From: Charles Pritchard [mailto:chuck@jumis.com] 
Sent: Tuesday, November 08, 2011 6:49 PM
To: Shropshire, Andrew A
Cc: 'www-svg@w3.org'
Subject: Re: SVG2Reqs

 

Here are some other links on implementing other HTML similar controls:

Table:
http://schepers.cc/svg/accessibility/table.svg 

Input text:
http://www.carto.net/papers/svg/gui/textbox/index.svg
http://jan.kollhof.net/projects/svg/examples/gui/textbox.svg

and then the general idea of just using contenteditable:
http://xn--dahlstrm-t4a.net/svg/presentations/svgdemos/spiral-editfield.svg

I'm not averse to seeing HTMLFormElement and HTMLInputElement added to the
SVG DOM. Consider them having no-visual rendering: HTML form elements are
not very flexible in their current rendering style. 

<input type="text"> is not going to work with the spiral-editfield example.
Not rendered by the UA.

It can easily be rendered with help from the author. The input field would
be non-visible, and JS handles the work of mutating tspan fields.

<canvas> is being introduced into SVG2, I believe. This use of <input> works
with Canvas:
For example: <canvas><input/></canvas>
Canvas tags are going to be restricted to the <defs> (I believe) and the
same could be done for <input>.

Consider: <input> as a better method than
<foreignObject><html...><body><input style="visibility: hidden;"
/></body></html></foreignObject>

All of the events (focus, keyboard, pointer) and the DOM interfaces are
maintained. The only thing missing is the rendering. 

If a UA or an AT has an alternate rendering/editing mode, it can simply use
that at the user's discretion.

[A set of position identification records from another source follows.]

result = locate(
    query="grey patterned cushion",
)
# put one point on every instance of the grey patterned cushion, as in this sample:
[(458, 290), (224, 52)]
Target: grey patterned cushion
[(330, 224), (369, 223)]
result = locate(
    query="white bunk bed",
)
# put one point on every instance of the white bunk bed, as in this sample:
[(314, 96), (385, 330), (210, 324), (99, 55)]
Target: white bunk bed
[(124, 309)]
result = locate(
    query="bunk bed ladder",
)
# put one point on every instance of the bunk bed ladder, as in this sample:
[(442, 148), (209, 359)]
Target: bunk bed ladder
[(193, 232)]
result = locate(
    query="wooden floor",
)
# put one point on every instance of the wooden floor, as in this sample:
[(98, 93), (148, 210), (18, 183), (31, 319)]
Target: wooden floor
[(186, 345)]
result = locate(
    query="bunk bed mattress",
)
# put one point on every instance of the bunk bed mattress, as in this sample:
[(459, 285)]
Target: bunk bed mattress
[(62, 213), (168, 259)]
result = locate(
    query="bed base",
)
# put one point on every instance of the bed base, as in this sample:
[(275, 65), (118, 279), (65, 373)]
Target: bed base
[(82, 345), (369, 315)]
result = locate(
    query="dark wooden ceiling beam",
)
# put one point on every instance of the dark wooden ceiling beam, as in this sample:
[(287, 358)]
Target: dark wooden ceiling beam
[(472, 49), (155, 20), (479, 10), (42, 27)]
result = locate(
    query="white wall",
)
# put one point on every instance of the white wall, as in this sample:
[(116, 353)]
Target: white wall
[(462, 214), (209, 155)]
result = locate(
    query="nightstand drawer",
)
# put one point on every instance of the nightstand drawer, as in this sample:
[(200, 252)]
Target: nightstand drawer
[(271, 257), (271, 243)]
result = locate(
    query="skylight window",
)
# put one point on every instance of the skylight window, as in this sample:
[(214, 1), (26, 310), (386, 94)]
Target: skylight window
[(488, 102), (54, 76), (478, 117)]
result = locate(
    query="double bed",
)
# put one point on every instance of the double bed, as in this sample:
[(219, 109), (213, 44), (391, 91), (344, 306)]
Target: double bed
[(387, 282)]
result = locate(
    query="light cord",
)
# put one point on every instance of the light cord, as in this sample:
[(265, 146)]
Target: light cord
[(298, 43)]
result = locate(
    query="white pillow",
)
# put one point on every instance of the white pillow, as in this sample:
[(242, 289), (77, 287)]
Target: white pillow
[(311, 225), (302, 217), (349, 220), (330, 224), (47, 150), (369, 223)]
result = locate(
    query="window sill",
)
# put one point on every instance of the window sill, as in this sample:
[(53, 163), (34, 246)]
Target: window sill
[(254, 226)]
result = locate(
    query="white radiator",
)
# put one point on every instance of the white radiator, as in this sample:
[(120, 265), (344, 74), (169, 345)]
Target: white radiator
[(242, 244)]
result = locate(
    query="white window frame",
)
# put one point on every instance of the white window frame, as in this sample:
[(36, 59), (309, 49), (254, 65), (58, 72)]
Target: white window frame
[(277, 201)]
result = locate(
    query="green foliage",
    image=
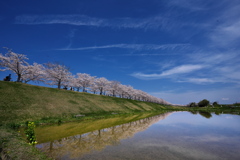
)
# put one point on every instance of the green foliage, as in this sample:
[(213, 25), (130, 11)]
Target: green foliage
[(205, 114), (215, 104), (203, 103), (13, 125), (29, 131), (192, 104)]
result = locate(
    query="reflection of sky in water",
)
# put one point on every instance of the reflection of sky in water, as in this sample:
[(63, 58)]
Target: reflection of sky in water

The default mode is to have the author handle
rendering.

-Charles


On 11/8/2011 5:31 AM, Shropshire, Andrew A wrote: 

Would like to add that the edit box is the only non-SVG item.  It is done
with a foreignObject tag and uses the HTML edit box.  So it is a bit of
cheating, however, it could have been implemented in SVG if browsers
supported keyboard input events to SVG.  The edit control also needs cut and
paste to/from clipboard but I don't see those as show stoppers.  IE9 doesn't
support foreignObject, so on that browser, a javascript prompt is used.

 

Andrew 

 

From: Shropshire, Andrew A 
Sent: Tuesday, November 08, 2011 8:00 AM
To: 'www-svg@w3.org'
Subject: SVG2Reqs

 

As demonstrated here: http://wafo.cpol.army.mil/issue/employment.svg, most
common window controls, including scrollbars, dropdown boxes, list boxes,
check boxes, tables, etc have been implemented successfully in SVG.   

 

My suggestion is that all HTML controls in the HTML standard be implemented
in SVG as well as all visual effects in HTML.  HTML rendering would be
applied SVG.  In this way you simplify the rendering in browers by replacing
2 incompatible rendering approaches with one approach.

 

One would then achieve the bandwidth economy of HTML whereby a table can be
specified in a few lines (vs the 50Kb in SVG) when a customized table is not
needed, yet still retain the precision of layout and low level control
afforded by SVG if cookie-cutter HTML controls are insufficient.
Conceptually, HTML would be a set of common algorithms and controls built in
SVG that would be already on the browser (they need not be downloaded each
time) - ie HTML would be an SVG standard library.

 

In a similar vein, would like to simplify the incompatible architectures
posed by WebGl and Canvas and create a unified SVG-WebGl-Canvas-HTML
conceptual model, however,  this may be far off.  However, HTML seems more
and more like simply a derivative of SVG (and can be thought of as applied
SVG because it would appear one can do everything in HTML as pure SVG).